Columbia Road Market 51
This cheerful fellow is Carl Grover, flowerseller – son of herbsellers Mick & Sylvia Grover whom I featured last week as the first in my series introducing you to all the street traders of Columbia Road Market. Occupying the pitch next to his parents, Carl started over thirty years ago in the market, working with his uncle Bob, his dad and his uncle Lee. “I used to go to the old Covent Garden Market with my father to buy flowers, and I can still smell the scent of freesias upon the cobbles today,” he recalled fondly.
“East London markets have always been such vibrant places, and Columbia Road Market at full pitch is one of the most vibrant places in London.” said Carl, turning evangelical in his declaration of affection for this beloved Sunday institution.”My customers are from all over London, from all backgrounds and walks of life. We may be English and not speak in the railway carriage, but in markets people engage with one another. Markets are proof that we’ve still got the art of conversation. We’ve still got the banter!”
Carl gets up at one in the morning each Sunday to make an early start setting up his stall, ready for the first customers arriving from seven o’clock onwards. Few realise that he also works from early Saturday, preparing the flowers ready to load up his van last thing on Saturday night before he goes to bed. Yet in spite of the early starts and relentless pace, working in all winds and weathers at unsocial hours, Carl delights in his chosen trade.“What a wonderful thing it is, to grow your own plants and flowers and bring them up to sell. We are the original farmer’s market.”, he said, reminding me that these stalls in the market each Sunday are the outcome of a whole world of horticultural endeavour which goes on every day through all seasons of the year.

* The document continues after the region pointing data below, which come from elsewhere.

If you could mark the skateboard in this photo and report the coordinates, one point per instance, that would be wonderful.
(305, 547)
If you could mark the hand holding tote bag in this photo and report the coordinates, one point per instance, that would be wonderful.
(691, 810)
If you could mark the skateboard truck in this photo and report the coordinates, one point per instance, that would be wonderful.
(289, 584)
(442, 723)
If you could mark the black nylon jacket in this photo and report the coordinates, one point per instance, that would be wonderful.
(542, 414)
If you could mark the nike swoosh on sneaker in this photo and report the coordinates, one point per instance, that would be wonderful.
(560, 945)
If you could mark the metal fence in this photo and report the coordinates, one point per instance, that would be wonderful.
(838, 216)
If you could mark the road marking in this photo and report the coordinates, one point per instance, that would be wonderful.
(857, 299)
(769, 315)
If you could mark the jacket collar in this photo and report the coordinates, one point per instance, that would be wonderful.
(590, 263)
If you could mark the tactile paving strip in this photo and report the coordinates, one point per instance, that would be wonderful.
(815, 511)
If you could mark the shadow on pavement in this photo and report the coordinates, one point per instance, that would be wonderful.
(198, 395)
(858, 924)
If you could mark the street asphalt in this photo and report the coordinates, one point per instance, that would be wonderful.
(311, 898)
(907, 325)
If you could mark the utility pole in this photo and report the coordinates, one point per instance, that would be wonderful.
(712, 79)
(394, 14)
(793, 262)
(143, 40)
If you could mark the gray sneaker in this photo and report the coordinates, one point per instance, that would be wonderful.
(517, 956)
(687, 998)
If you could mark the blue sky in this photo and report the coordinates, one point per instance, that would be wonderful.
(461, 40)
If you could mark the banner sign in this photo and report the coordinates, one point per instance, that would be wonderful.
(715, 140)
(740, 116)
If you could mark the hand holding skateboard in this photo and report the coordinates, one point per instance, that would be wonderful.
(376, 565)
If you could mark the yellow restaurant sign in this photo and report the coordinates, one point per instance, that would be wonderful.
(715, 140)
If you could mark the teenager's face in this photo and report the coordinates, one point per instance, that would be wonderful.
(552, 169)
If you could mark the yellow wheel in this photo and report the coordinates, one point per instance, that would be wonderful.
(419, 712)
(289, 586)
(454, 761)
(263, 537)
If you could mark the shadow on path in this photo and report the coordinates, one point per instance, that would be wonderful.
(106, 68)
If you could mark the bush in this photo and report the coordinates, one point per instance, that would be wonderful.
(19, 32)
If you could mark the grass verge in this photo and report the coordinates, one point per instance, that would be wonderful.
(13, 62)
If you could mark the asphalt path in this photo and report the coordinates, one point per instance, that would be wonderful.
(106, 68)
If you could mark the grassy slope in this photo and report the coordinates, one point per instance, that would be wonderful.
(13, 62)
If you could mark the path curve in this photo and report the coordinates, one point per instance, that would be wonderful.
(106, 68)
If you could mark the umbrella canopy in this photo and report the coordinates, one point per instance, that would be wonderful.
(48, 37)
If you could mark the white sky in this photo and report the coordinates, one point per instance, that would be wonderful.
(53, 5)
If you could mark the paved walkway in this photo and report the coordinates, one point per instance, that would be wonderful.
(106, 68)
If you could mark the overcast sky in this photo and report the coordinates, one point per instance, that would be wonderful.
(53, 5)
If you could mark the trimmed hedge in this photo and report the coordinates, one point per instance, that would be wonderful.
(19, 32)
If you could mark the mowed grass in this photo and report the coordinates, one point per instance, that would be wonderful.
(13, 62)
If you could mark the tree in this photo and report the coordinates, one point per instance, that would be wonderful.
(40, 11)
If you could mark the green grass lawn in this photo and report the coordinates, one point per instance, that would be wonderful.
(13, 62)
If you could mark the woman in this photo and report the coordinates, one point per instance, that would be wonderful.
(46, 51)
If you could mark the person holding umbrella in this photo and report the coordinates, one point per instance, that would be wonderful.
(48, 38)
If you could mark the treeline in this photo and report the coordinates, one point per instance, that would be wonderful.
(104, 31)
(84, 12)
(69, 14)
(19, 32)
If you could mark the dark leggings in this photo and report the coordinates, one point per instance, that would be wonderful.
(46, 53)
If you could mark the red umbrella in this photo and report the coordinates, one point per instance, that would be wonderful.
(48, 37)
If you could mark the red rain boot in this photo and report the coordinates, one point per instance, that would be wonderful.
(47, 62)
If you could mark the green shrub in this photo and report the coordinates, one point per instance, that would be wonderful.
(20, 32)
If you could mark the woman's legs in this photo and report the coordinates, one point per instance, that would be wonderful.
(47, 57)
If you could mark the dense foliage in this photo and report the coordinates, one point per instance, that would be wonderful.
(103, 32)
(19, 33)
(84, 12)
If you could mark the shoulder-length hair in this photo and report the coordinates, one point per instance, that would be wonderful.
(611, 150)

Having seen the demise of Covent Garden market, Carl is understandably protective of Columbia Rd and the culture that attends it, built up over generations.“We’ve seen other places with great atmosphere lost,” he confided ominously, admitting a heartfelt concern for the future of the market.“We have no need of think tanks and consultants brought in by the Council, we just need places for the traders to leave their vans and for customers to be able to park without fear of fines. The Local Authority have a duty to provide for the needs of the traders.” This is Carl’s modest request, for this celebrated market drawing thousands of people from all over London each week, simply to be able to continue without interference.
As a fourth generation flowerseller, Carl Grover incarnates his role wholeheartedly, full of exuberant energy and easy charm which transforms his business into charismatic street theatre. Carl is proud to be part of the venerable tradition of London flowersellers, as he explained to me, “Over the years since I began in the market, I have been very fortunate to work with some great characters, some no longer with us unfortunately, and what I learnt from those people has enriched my life.”